8. Provision of data
The provision of personal data is mandatory for the registration of a non-anonymous
whistleblowing report and to verify the truthfulness of the report. If data are not provided by the whistleblower, the whistleblowing may still be managed but will not be considered as a whistleblowing report according to Legislative Decree no. 24 of 10 March 2023.
9. Rights of the Data Subject
Pursuant to and for the purposes of the GDPR, You, as Data Subject, may exercise have the following rights against the Data Controller:
a) Right to obtain confirmation from the Data Controller of whether or not Your personal data are being processed and, if so, to obtain access to Your personal data and information provided for in Art. 15, and particularly those relating to the purposes of the processing, the categories of personal data in question, the recipients or categories of recipients to whom personal data have been or will be disclosed, the retention period, etc.;
b) Right to obtain, where inaccurate, the rectification of Your personal data, as well as the integration of such data where they are deemed incomplete, always in connection with the purposes of the processing (Art. 16);
c) Right to erasure of data (“right to be forgotten”), where one of the circumstances referred to in Article 17 applies;
d) Right to restrict the processing, in the cases provided for by Art. 18;
e) Right to data portability pursuant to Art. 20;
f) Right to object to the processing pursuant to Art. 21.

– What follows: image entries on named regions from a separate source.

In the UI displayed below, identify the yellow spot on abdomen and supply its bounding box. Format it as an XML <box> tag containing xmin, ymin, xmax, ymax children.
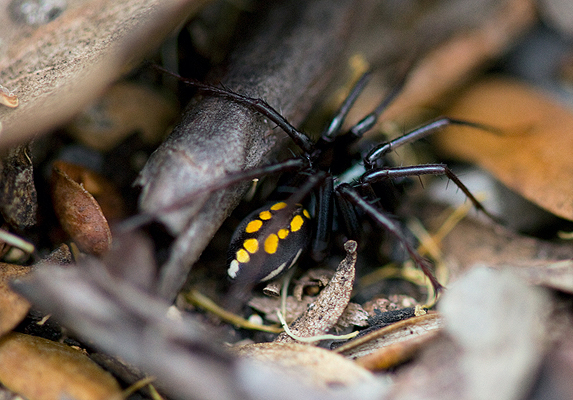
<box><xmin>265</xmin><ymin>233</ymin><xmax>279</xmax><ymax>254</ymax></box>
<box><xmin>245</xmin><ymin>219</ymin><xmax>263</xmax><ymax>233</ymax></box>
<box><xmin>271</xmin><ymin>201</ymin><xmax>286</xmax><ymax>211</ymax></box>
<box><xmin>243</xmin><ymin>239</ymin><xmax>259</xmax><ymax>254</ymax></box>
<box><xmin>259</xmin><ymin>211</ymin><xmax>272</xmax><ymax>221</ymax></box>
<box><xmin>237</xmin><ymin>249</ymin><xmax>251</xmax><ymax>264</ymax></box>
<box><xmin>290</xmin><ymin>215</ymin><xmax>304</xmax><ymax>232</ymax></box>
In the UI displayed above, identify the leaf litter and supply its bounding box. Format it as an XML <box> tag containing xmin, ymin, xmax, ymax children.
<box><xmin>0</xmin><ymin>0</ymin><xmax>572</xmax><ymax>399</ymax></box>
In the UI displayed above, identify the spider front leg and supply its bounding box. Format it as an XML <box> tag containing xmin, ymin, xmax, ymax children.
<box><xmin>336</xmin><ymin>183</ymin><xmax>443</xmax><ymax>293</ymax></box>
<box><xmin>360</xmin><ymin>164</ymin><xmax>500</xmax><ymax>222</ymax></box>
<box><xmin>364</xmin><ymin>117</ymin><xmax>499</xmax><ymax>169</ymax></box>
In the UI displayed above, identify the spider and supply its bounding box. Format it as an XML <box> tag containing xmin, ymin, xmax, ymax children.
<box><xmin>151</xmin><ymin>68</ymin><xmax>496</xmax><ymax>293</ymax></box>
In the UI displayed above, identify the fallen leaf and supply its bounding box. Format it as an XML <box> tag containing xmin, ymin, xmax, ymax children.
<box><xmin>232</xmin><ymin>342</ymin><xmax>373</xmax><ymax>389</ymax></box>
<box><xmin>0</xmin><ymin>144</ymin><xmax>38</xmax><ymax>229</ymax></box>
<box><xmin>435</xmin><ymin>78</ymin><xmax>573</xmax><ymax>220</ymax></box>
<box><xmin>388</xmin><ymin>268</ymin><xmax>551</xmax><ymax>400</ymax></box>
<box><xmin>334</xmin><ymin>314</ymin><xmax>443</xmax><ymax>360</ymax></box>
<box><xmin>275</xmin><ymin>240</ymin><xmax>358</xmax><ymax>343</ymax></box>
<box><xmin>0</xmin><ymin>0</ymin><xmax>212</xmax><ymax>148</ymax></box>
<box><xmin>381</xmin><ymin>0</ymin><xmax>535</xmax><ymax>125</ymax></box>
<box><xmin>0</xmin><ymin>332</ymin><xmax>123</xmax><ymax>400</ymax></box>
<box><xmin>13</xmin><ymin>257</ymin><xmax>238</xmax><ymax>400</ymax></box>
<box><xmin>0</xmin><ymin>263</ymin><xmax>31</xmax><ymax>335</ymax></box>
<box><xmin>51</xmin><ymin>161</ymin><xmax>111</xmax><ymax>255</ymax></box>
<box><xmin>0</xmin><ymin>245</ymin><xmax>72</xmax><ymax>336</ymax></box>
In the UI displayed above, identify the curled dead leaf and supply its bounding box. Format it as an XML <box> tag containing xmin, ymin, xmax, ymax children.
<box><xmin>436</xmin><ymin>78</ymin><xmax>573</xmax><ymax>220</ymax></box>
<box><xmin>51</xmin><ymin>161</ymin><xmax>113</xmax><ymax>255</ymax></box>
<box><xmin>0</xmin><ymin>145</ymin><xmax>38</xmax><ymax>228</ymax></box>
<box><xmin>275</xmin><ymin>240</ymin><xmax>358</xmax><ymax>343</ymax></box>
<box><xmin>0</xmin><ymin>332</ymin><xmax>122</xmax><ymax>400</ymax></box>
<box><xmin>0</xmin><ymin>263</ymin><xmax>31</xmax><ymax>335</ymax></box>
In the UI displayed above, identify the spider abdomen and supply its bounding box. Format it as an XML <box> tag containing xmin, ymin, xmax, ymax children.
<box><xmin>227</xmin><ymin>202</ymin><xmax>312</xmax><ymax>283</ymax></box>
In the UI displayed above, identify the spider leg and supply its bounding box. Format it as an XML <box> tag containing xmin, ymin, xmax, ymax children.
<box><xmin>360</xmin><ymin>164</ymin><xmax>500</xmax><ymax>222</ymax></box>
<box><xmin>310</xmin><ymin>176</ymin><xmax>334</xmax><ymax>262</ymax></box>
<box><xmin>321</xmin><ymin>72</ymin><xmax>370</xmax><ymax>143</ymax></box>
<box><xmin>364</xmin><ymin>117</ymin><xmax>499</xmax><ymax>169</ymax></box>
<box><xmin>121</xmin><ymin>158</ymin><xmax>308</xmax><ymax>232</ymax></box>
<box><xmin>336</xmin><ymin>183</ymin><xmax>443</xmax><ymax>293</ymax></box>
<box><xmin>154</xmin><ymin>65</ymin><xmax>314</xmax><ymax>154</ymax></box>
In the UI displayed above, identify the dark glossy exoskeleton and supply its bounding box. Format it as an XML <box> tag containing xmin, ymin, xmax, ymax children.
<box><xmin>160</xmin><ymin>67</ymin><xmax>494</xmax><ymax>290</ymax></box>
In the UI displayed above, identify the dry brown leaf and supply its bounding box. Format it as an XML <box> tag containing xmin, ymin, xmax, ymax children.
<box><xmin>436</xmin><ymin>78</ymin><xmax>573</xmax><ymax>220</ymax></box>
<box><xmin>381</xmin><ymin>0</ymin><xmax>535</xmax><ymax>125</ymax></box>
<box><xmin>0</xmin><ymin>0</ymin><xmax>212</xmax><ymax>147</ymax></box>
<box><xmin>0</xmin><ymin>332</ymin><xmax>123</xmax><ymax>400</ymax></box>
<box><xmin>51</xmin><ymin>161</ymin><xmax>111</xmax><ymax>255</ymax></box>
<box><xmin>0</xmin><ymin>145</ymin><xmax>38</xmax><ymax>228</ymax></box>
<box><xmin>275</xmin><ymin>240</ymin><xmax>358</xmax><ymax>343</ymax></box>
<box><xmin>0</xmin><ymin>263</ymin><xmax>31</xmax><ymax>335</ymax></box>
<box><xmin>233</xmin><ymin>343</ymin><xmax>372</xmax><ymax>388</ymax></box>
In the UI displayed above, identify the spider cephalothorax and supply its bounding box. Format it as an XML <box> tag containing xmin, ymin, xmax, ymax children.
<box><xmin>152</xmin><ymin>67</ymin><xmax>493</xmax><ymax>290</ymax></box>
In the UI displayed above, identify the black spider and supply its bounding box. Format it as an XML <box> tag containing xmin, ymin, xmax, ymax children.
<box><xmin>152</xmin><ymin>69</ymin><xmax>494</xmax><ymax>293</ymax></box>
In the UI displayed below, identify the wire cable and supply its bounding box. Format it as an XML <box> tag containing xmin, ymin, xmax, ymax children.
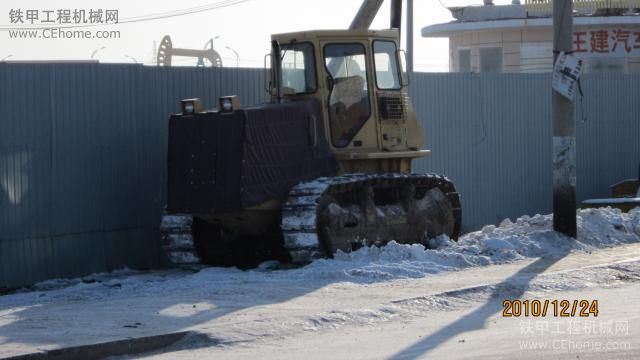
<box><xmin>0</xmin><ymin>0</ymin><xmax>252</xmax><ymax>31</ymax></box>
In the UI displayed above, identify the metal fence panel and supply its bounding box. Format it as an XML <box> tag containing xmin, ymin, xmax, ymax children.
<box><xmin>0</xmin><ymin>63</ymin><xmax>640</xmax><ymax>287</ymax></box>
<box><xmin>411</xmin><ymin>73</ymin><xmax>640</xmax><ymax>230</ymax></box>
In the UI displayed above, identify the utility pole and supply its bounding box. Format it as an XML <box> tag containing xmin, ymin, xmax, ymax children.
<box><xmin>552</xmin><ymin>0</ymin><xmax>577</xmax><ymax>238</ymax></box>
<box><xmin>407</xmin><ymin>0</ymin><xmax>413</xmax><ymax>74</ymax></box>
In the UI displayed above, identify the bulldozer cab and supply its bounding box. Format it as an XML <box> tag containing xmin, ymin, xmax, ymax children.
<box><xmin>270</xmin><ymin>29</ymin><xmax>429</xmax><ymax>172</ymax></box>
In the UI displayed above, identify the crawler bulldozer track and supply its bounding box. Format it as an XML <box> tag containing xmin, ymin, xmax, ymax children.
<box><xmin>282</xmin><ymin>174</ymin><xmax>462</xmax><ymax>264</ymax></box>
<box><xmin>160</xmin><ymin>174</ymin><xmax>462</xmax><ymax>268</ymax></box>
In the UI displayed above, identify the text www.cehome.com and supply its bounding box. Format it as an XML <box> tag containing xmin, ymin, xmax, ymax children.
<box><xmin>9</xmin><ymin>28</ymin><xmax>120</xmax><ymax>39</ymax></box>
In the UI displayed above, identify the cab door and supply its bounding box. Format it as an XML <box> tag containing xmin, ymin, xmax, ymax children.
<box><xmin>321</xmin><ymin>41</ymin><xmax>378</xmax><ymax>152</ymax></box>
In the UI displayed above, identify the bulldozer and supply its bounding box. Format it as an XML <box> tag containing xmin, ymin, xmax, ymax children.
<box><xmin>161</xmin><ymin>0</ymin><xmax>462</xmax><ymax>268</ymax></box>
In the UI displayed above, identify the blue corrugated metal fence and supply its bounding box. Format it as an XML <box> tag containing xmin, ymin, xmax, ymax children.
<box><xmin>0</xmin><ymin>64</ymin><xmax>640</xmax><ymax>287</ymax></box>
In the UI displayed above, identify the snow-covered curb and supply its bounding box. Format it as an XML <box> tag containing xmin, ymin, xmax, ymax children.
<box><xmin>0</xmin><ymin>208</ymin><xmax>640</xmax><ymax>307</ymax></box>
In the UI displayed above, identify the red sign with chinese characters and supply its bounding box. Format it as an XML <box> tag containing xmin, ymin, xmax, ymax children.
<box><xmin>573</xmin><ymin>28</ymin><xmax>640</xmax><ymax>55</ymax></box>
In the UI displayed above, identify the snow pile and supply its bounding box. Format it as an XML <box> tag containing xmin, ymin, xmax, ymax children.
<box><xmin>299</xmin><ymin>208</ymin><xmax>640</xmax><ymax>282</ymax></box>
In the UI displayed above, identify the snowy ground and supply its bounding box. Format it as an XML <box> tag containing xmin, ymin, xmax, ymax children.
<box><xmin>0</xmin><ymin>209</ymin><xmax>640</xmax><ymax>359</ymax></box>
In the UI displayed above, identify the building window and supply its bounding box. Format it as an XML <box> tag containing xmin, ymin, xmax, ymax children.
<box><xmin>586</xmin><ymin>56</ymin><xmax>627</xmax><ymax>74</ymax></box>
<box><xmin>458</xmin><ymin>49</ymin><xmax>471</xmax><ymax>72</ymax></box>
<box><xmin>480</xmin><ymin>48</ymin><xmax>502</xmax><ymax>73</ymax></box>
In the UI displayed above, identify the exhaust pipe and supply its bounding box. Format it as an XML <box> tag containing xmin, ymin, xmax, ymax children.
<box><xmin>391</xmin><ymin>0</ymin><xmax>402</xmax><ymax>30</ymax></box>
<box><xmin>271</xmin><ymin>40</ymin><xmax>282</xmax><ymax>103</ymax></box>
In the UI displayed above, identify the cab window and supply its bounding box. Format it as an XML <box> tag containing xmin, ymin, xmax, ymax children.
<box><xmin>324</xmin><ymin>44</ymin><xmax>371</xmax><ymax>147</ymax></box>
<box><xmin>280</xmin><ymin>43</ymin><xmax>317</xmax><ymax>94</ymax></box>
<box><xmin>373</xmin><ymin>40</ymin><xmax>401</xmax><ymax>90</ymax></box>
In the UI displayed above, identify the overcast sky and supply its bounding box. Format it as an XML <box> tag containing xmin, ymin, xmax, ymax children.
<box><xmin>0</xmin><ymin>0</ymin><xmax>511</xmax><ymax>71</ymax></box>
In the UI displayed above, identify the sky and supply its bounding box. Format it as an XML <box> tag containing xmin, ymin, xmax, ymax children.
<box><xmin>0</xmin><ymin>0</ymin><xmax>511</xmax><ymax>72</ymax></box>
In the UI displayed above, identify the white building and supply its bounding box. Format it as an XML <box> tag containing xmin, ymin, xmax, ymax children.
<box><xmin>422</xmin><ymin>0</ymin><xmax>640</xmax><ymax>73</ymax></box>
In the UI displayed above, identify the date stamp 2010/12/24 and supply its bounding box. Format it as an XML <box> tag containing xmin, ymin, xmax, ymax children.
<box><xmin>502</xmin><ymin>299</ymin><xmax>599</xmax><ymax>317</ymax></box>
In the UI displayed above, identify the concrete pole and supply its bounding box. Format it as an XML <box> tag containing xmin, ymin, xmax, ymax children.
<box><xmin>407</xmin><ymin>0</ymin><xmax>413</xmax><ymax>74</ymax></box>
<box><xmin>552</xmin><ymin>0</ymin><xmax>577</xmax><ymax>238</ymax></box>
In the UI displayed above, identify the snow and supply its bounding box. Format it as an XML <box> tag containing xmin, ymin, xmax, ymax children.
<box><xmin>0</xmin><ymin>208</ymin><xmax>640</xmax><ymax>358</ymax></box>
<box><xmin>5</xmin><ymin>208</ymin><xmax>640</xmax><ymax>305</ymax></box>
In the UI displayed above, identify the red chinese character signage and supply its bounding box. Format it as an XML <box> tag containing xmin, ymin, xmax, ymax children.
<box><xmin>573</xmin><ymin>28</ymin><xmax>640</xmax><ymax>55</ymax></box>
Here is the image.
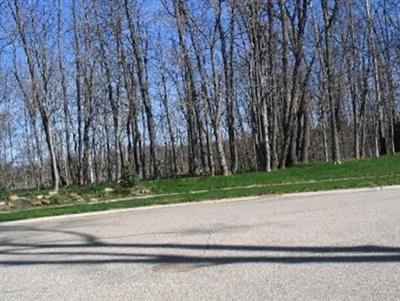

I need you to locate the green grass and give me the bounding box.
[0,154,400,222]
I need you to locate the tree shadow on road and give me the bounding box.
[0,226,400,268]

Pursuant to and for the purposes of Art. 2-undecies, first paragraph, letter (f), of Legislative Decree 196/2003, as subsequently amended and implementing Article 23 of the GDPR, the above- mentioned rights (Articles 15 to 22 of the GDPR) cannot be exercised, or their exercise may be delayed or limited, if the exercise of said rights may result in actual and material prejudice to the confidentiality of the identity of the person who reports breaches they have become aware of within the context of their employment relation or tasks. In this case, the data subjects may also exercise
their rights through the Authority for the protection of personal data, as provided for in Article 160 of the Privacy Code. The data subject will receive from the Data Controller a specific and timely notification of the restriction, delay or exclusion of the exercise of their right, unless the notification may undermine the very purpose of the restriction.
These rights may be exercised by contacting the Data Controller at: firstname.lastname@example.org
Finally, You have the right to lodge a complaint with the Authority for the Protection of Personal Data [“Garante”] or with another supervisory authority pursuant to Art. 13(2)(d) of the GDPR.